Andretti was adamant IndyCar adopt IMSA’s rules to create an opportunity for the major American sportscar series’ growing list of manufacturers to slide into IndyCar with the same engine. It would require, he explained, a complete car redesign for a spec chassis that would fit any IMSA engine but allow those manufacturers to tackle the loose power unit regulations their own unique way.
Penske Entertainment shouldn’t, Andretti said, simply be constantly seeking a third engine manufacturer. They should be looking to add several all at once.
“You’ve got to start thinking bigger,” he said Friday. “I really believe that if you really want to build this series for the future, we’ve got to build a rules package that makes sense. We’ve got to entice more than three manufacturers, and this is one way.”

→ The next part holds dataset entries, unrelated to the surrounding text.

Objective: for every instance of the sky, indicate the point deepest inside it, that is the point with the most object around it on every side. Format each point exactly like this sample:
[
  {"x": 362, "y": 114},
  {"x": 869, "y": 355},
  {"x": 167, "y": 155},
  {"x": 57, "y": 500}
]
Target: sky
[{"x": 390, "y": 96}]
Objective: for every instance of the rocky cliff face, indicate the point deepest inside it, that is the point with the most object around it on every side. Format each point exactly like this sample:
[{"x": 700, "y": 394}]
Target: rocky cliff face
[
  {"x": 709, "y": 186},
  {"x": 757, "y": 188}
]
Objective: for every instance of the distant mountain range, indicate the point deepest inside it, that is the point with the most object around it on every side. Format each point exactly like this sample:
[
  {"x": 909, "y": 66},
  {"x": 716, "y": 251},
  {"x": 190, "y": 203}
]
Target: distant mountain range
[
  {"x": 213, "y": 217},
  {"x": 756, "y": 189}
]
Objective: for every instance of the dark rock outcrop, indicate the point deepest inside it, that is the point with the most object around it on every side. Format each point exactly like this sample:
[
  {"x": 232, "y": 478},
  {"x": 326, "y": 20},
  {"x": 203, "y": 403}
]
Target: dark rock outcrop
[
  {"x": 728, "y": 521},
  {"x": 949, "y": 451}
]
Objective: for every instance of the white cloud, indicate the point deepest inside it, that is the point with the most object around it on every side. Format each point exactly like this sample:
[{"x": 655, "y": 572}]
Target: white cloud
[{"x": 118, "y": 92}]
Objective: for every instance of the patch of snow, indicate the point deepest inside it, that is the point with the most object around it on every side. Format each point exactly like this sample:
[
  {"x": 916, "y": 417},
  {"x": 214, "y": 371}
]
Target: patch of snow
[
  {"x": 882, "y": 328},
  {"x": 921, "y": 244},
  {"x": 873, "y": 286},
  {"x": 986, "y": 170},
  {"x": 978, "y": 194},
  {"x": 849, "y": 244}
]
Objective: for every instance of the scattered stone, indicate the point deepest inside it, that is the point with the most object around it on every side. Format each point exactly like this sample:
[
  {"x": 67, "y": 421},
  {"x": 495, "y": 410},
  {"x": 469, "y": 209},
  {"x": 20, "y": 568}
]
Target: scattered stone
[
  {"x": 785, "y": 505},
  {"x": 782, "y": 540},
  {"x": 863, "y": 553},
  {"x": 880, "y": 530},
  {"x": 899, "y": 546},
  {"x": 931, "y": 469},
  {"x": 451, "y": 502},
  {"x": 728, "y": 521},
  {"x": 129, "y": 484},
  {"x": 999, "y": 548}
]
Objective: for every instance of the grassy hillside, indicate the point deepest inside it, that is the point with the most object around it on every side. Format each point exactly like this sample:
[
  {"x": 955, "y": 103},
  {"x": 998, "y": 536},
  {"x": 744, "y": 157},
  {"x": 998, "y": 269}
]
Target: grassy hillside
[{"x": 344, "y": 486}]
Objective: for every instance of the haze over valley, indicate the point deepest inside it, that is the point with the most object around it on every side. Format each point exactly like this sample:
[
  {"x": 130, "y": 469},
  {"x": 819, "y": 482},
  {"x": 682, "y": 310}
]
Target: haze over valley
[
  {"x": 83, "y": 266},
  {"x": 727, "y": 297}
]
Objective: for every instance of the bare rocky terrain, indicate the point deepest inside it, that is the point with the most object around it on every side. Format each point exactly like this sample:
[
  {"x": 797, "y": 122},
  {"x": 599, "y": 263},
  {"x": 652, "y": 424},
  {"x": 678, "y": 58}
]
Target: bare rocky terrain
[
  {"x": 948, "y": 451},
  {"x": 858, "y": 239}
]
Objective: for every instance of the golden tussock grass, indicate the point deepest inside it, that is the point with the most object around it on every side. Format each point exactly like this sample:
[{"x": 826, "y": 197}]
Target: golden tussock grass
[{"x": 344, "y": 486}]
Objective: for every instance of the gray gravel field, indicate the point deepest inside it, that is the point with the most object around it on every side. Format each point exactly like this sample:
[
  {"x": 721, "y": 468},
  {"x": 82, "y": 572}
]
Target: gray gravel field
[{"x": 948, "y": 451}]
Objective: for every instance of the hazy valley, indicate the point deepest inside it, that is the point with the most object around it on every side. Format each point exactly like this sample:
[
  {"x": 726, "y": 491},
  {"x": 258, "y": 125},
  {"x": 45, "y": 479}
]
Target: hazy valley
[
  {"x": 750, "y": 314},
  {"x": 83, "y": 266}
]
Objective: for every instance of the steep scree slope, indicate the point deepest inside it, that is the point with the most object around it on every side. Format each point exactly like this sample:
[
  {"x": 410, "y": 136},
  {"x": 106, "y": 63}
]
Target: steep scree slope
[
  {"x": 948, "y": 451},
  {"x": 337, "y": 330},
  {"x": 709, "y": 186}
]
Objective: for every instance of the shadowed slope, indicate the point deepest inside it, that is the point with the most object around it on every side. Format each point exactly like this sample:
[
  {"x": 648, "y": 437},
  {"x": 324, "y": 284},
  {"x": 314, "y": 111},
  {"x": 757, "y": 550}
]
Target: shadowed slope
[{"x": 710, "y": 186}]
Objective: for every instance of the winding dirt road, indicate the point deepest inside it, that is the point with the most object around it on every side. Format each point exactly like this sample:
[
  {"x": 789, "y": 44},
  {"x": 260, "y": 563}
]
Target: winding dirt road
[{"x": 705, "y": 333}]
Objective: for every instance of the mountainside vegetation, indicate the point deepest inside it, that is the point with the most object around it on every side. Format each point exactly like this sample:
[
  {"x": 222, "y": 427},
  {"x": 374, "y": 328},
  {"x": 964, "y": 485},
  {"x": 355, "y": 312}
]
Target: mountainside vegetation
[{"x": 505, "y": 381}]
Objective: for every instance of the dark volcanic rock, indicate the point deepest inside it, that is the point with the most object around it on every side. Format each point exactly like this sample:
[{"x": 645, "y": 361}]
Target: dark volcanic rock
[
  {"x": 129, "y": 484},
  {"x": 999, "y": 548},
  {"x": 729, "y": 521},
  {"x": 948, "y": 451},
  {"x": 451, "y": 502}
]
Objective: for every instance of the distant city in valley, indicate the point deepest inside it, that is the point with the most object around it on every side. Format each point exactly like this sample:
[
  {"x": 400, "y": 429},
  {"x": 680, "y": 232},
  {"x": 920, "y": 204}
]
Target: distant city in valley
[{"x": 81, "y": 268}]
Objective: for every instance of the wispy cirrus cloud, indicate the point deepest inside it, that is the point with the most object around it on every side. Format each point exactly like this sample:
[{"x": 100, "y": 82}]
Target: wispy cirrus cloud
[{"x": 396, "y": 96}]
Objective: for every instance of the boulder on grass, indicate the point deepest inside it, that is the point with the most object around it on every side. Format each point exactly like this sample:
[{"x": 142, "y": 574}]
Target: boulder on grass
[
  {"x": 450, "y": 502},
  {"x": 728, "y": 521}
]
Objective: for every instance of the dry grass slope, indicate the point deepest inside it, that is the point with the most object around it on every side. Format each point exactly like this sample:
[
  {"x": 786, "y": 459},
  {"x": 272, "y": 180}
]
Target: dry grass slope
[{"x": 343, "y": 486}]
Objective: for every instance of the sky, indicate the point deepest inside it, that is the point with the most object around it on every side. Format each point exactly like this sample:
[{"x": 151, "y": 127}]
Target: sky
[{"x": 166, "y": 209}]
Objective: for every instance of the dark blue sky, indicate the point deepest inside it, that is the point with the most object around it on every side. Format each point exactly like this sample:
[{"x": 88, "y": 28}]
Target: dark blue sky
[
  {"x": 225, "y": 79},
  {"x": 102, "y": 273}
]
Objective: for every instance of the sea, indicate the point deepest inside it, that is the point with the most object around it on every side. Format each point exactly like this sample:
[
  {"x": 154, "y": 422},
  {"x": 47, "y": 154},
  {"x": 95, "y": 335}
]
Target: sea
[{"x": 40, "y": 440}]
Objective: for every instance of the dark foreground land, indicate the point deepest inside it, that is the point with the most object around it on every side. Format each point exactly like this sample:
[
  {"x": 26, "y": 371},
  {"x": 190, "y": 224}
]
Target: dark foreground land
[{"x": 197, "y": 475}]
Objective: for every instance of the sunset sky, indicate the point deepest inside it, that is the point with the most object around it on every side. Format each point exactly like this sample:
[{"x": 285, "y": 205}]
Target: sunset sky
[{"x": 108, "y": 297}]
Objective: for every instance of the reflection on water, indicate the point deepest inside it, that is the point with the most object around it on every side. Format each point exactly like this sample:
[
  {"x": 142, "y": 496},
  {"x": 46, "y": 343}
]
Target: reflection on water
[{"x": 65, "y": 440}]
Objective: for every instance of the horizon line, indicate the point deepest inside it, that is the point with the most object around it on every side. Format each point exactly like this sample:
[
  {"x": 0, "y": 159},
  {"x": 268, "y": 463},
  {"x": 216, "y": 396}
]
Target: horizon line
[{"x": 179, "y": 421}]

“We need a big influx of cash, in order to go out and do what these other series do to make them worth all that money. It does seem like if we can give Roger things that make sense, he’d be open to do them,” Andretti said. “We still do have the best series in the world that no one knows about, and we just need to get it out there for people to know what it’s about.
“I think Roger has to decide where he wants to go. Does he want to make this an elite series, a world series that you can put in front of the world? Or do you want to keep it at the level that it is.”